Aonex, a subsidiary of Arrowhead Research Corporation, will provide Kyma with access to its proprietary wafer technology, A-Sapph™. Kyma will work to leverage the superior properties of A-Sapph to produce large-area wafers suitable for the manufacture of GaN devices.
Aonex and Kyma believe that large-area wafers could dramatically reduce the cost of GaN devices by enabling an increase in the number of chips per wafer while also substantially improving yields.
Keith Evans, Kyma's president and CEO, said: "The combined attributes of Aonex’s A-Sapph substrate technology and Kyma's proprietary high-growth-rate, low defect density GaN crystal growth technology have great potential to reduce the costs of a broad range of high performance nitride semiconductor devices."
Evans told LEDs Magazine that after the initial collaborative investigation there are several different potential routes to market. "Certainly there is potential to offer both c-plane and non-polar Kyma GaN on Aonex sapphire-on-poly-AlN. But there are other possibilities also in the area of bulk GaN growth, which we are not saying much about publicly."
A-Sapph substrates are comprised of an ultra-thin layer of single crystal sapphire (<500 nm) that is bonded to a polycrystalline aluminum nitride (AlN) support substrate. The resulting substrate has a coefficient of thermal expansion (CTE) that is nearly identical to GaN yet offers an industry-standard sapphire growth surface (both c- and r-plane) suitable for MOCVD and HVPE growth environments.
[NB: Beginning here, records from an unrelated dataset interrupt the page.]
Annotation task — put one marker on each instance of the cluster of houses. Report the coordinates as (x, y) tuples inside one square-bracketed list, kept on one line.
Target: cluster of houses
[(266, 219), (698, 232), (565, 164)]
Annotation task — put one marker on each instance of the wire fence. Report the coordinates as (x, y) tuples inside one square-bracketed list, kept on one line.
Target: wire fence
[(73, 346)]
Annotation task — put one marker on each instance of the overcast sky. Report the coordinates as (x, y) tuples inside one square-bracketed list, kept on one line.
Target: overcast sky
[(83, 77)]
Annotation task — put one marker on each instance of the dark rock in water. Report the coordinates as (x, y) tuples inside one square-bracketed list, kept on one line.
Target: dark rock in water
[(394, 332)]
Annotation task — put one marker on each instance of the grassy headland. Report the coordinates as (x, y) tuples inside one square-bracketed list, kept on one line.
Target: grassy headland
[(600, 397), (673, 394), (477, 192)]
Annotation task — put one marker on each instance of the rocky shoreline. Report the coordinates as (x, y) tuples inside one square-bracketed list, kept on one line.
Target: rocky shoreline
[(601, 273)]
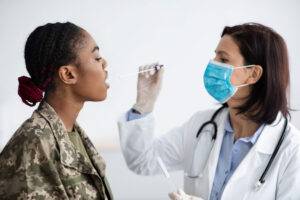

A-Sapph substrates also offer substantially higher thermal conductivity than bulk sapphire, and this can result in significantly improved growth uniformity. Taken together, these improved thermal characteristics could enable the scaling of GaN production to larger wafer diameters and corresponding lower costs.
Aonex has also designed A-Sapph substrates to enable vertical LED fabrication without laser lift-off, which is often used to remove the sapphire growth substrate.
Kyma Technologies develops GaN substrate materials for a broad range of nitride semiconductor device applications. Most current nitride semiconductor devices are fabricated from foreign substrates such as sapphire and silicon carbide, and GaN substrates have the potential to enable important improvements in device performance, reliability, and cost.